Crime: Pulled a fire alarm at a hotel in Albany, N.Y.

In July 2012, Lewis was scheduled to give a talk to a group of kids at a Boys & Girls Club about “how to make better choices.” But that talk had to be abruptly canceled after the running back, who was playing for the Eagles at the time, and his brother got busted for pulling a fire alarm and disrupting a hotel full of people. And why did they pull the alarm? Why, because they had both been out drinking one night and had forgotten to bring their keys to get back into the hotel building. So rather than, you know, calling someone at the hotel and having them open the door, they decided to sound the fire alarm so that they could re-enter once everyone started leaving the premises. Smart!

Cam Newton

Sport Played: NCAAF

Year: 2008

Crime: Stole another student's laptop and then threw it out his dorm room window at the University of Florida in Gainesville, Fla.

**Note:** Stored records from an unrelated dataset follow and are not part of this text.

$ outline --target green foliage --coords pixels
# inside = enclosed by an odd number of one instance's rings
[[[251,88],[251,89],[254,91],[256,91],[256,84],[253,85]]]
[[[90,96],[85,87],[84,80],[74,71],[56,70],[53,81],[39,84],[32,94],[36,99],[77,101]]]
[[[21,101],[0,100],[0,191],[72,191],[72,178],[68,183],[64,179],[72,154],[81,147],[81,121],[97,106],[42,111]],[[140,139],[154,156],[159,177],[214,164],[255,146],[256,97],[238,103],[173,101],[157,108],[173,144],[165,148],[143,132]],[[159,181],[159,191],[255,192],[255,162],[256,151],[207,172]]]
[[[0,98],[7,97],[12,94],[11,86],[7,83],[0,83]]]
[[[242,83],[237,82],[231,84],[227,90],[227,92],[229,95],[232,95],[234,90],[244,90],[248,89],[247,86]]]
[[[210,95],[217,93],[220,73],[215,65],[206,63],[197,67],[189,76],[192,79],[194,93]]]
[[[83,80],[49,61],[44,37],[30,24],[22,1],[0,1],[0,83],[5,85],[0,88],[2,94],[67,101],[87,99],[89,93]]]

A lot of people are guilty of doing stupid things in college. But Newton's worst college story makes your worst story look like child's play. While he was a backup QB for Tim Tebow at the University of Florida, he thought it would be a good idea to steal another student's laptop. He even wrote his name on it and everything. But when police came to investigate the laptop theft, Newton tossed the computer out the window and thought that would help him get away with the crime. One problem: HIS NAME WAS ON THE LAPTOP. So he was arrested a short time later and, eventually, got thrown off the football team at Florida for his stupid behavior.

Golden Tate

Sport Played: NFL

Year: 2010

Crime: Stole a bunch of maple bars from a donut shop in Renton, Wash. at 3 a.m. before the store opened

During his time with the Seahawks, the wide receiver became a big fan of the maple bars that a shop called Top Pot Doughnuts makes. “They're irresistible,” he said in 2010. So irresistible that, early one Saturday morning, Tate and a friend decided to break into Top Pot four hours before the shop was set to open in order to grab a bunch of the bars. Tate later called it a “foolish mistake” and, fortunately for him, no charges were ever filed. But the incident became so infamous in the Renton area that Top Pot wished Tate well when he left the Seahawks this offseason and signed with the Lions.

Sam Hurd

Sport Played: NFL

Year: 2011

Crime: Attempted to buy a ridiculously large amount of cocaine in Chicago

Hurd was never an All-Pro wide receiver in the NFL and was never going to make the kind of money that All-Pro wide receivers make. So it's not a surprise that he wanted to try and find other ways outside of football to make money, even though he was in the NFL when he tried to do it. What was surprising, though, was that he decided that the best way to bring in some extra cash was to attempt to build a drug trafficking business. He had plans to cop 10 kilos of cocaine a week to distribute throughout the Chicago area. Fortunately, his business never got off the ground and he never actually made a single sale. But it was wild to think that he even tried to do it before getting busted by the feds and sentenced to 15 years in prison.